1. Field of the Invention
The present invention relates to an electro-photographic image printing apparatus such as a copying machine, printer, or facsimile machine and, more particularly, to a fixing section employed in the image printing apparatus.
2. Description of the Related Art
Generally, in an electrophotographic image printing apparatus, a charging means, exposing means, and developing means are arranged around an image carrier. Charging, exposure, and development are performed to form a toner image on the image carrier. The toner image is transferred onto a recording medium to form an unfixed toner image. A fixing means is widely used in which the unfixed toner image on the recording medium is sandwiched and conveyed by a heat roller and a pressure roller in tight contact with the heat roller so as to fix the toner image.
In such a fixing section, when the length in the convey direction of the recording medium is larger than the circumferential length of the heat roller, after the leading edge in the convey direction of the recording medium comes into contact with the heat roller, the recording medium is sandwiched and conveyed by the rotating heat roller and rotating pressure roller. The heat roller that rotates for the second turn comes into contact again with the trailing edge of the recording medium which is still in contact with the heat roller (which has not passed through the nip portion yet). This trailing edge of the recording medium is called an overlapping portion.
The heat roller at the overlapping portion is deprived of heat while it is in contact with the recording medium, and the heat roller temperature accordingly becomes lower than a normal fixing temperature. This causes problems such as so-called under-fixing in which fixing is not performed completely and so-called reverse surface soiling in which the unfixed toner on the heat roller is transferred to the pressure roller to soil the reverse surface of the recording medium. Even if such an extreme inconvenience does not occur, the gloss of the overlapping portion becomes lower than that of a leading portion of the overlapping portion to form a clear boundary between the overlapping and leading portions that appears as a difference in gloss to degrade the image quality.

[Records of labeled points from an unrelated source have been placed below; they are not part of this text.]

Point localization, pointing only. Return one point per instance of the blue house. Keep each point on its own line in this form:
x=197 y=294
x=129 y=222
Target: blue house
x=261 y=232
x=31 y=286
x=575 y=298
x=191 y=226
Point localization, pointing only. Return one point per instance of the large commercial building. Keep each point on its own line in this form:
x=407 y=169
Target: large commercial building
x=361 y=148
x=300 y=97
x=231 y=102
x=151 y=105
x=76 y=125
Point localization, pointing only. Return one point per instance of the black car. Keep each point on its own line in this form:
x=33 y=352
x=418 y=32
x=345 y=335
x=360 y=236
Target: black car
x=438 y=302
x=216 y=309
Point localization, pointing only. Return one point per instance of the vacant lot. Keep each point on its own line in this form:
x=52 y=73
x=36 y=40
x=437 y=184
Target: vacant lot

In order to solve the above problems, a method is proposed in which the circumferential length of the heat roller is set be equal to the sum of the length of the recording medium and the interval length between the current and next recording media, or an integer multiple of the sum (for example, see Japanese Unexamined Patent Publication No. 8-146797 as patent reference 1).
Another method is also proposed in which the circumferential length of the fixing member is set to be equal to or larger than the length in the convey direction of a standard size recording medium which is used most frequently, or equal to or larger than the length of the short side of the standard size recording medium (for example, see Japanese Unexamined Patent Publication No. 2002-49264 as patent reference 2).
With the methods described in patent references 1 and 2, a gloss difference formed between the leading and trailing edges of the recording medium may be solved. When, however, the recording medium to be employed is mainly of A6 size or B5 size with a length in the convey direction of 150 mm to 180 mm, in spite that the recording medium has a short length, since the process speed of the image printing apparatus is based on the sum of the standard size recording medium and the paper interval length as a reference, the printing productivity degrades greatly. In case of an A3-size recording medium, a gloss difference occurs at the boundary of an overlapping portion and a non-overlapping region, and in the worst case, an under-fixing error or the like occurs at the overlapping portion.